In the original description, Powell described the species as follows:

Shell very large for the genus. Spire tall, about three-fourths height of aperture plus canal (estimated from decollated paratype with complete canal). Whorls about ten, strongly convex and much indented at sutures. Sculpture consisting of prominent spiral carinae crossed by numerous regularly spaced axial growth folds, which render the carinae slightly nodulous at points of intersection. There are about fifty peripheral nodules on the penultimate whorl. On the upper spire-whorls there are three strong carinae above the periphery, then a moderately flat shoulder overhung by the preceding whorl, and below a single strong carina between the periphery and suture. In the holotype there is a weak thread in each intercarinal space. On the base and canal there are fifteen carinae, which gradually become weaker and more closely spaced, finally fading out at about half way down the canal.

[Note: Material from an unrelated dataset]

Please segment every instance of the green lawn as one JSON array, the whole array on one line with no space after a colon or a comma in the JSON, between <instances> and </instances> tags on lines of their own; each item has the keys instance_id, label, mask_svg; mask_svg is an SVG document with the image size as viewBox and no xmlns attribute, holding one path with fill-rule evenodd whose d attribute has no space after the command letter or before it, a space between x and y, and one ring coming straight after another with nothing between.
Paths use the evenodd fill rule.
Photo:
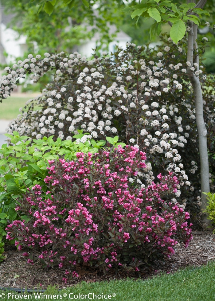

The holotype of the species has an estimated height of 90.0 mm and a diameter of 30 mm. It can be identified due to its more numerous peripheral spines (weak and closely spaced), and by its carina having only slight nodulation.

==Taxonomy==

The species was first described by A. W. B. Powell in 1931. The holotype was collected in January 1931 by Powell from near the mouth of Waihi Stream, Hāwera, South Taranaki. It is held in the collections of Auckland War Memorial Museum.

==Distribution==

This extinct marine species occurs in late Pliocene Waipipian stage fossils in New Zealand, including the Tangahoe Formation. Fossils have been found in South Taranaki near Hāwera, and in the Wairarapa near Carrington, Carterton District.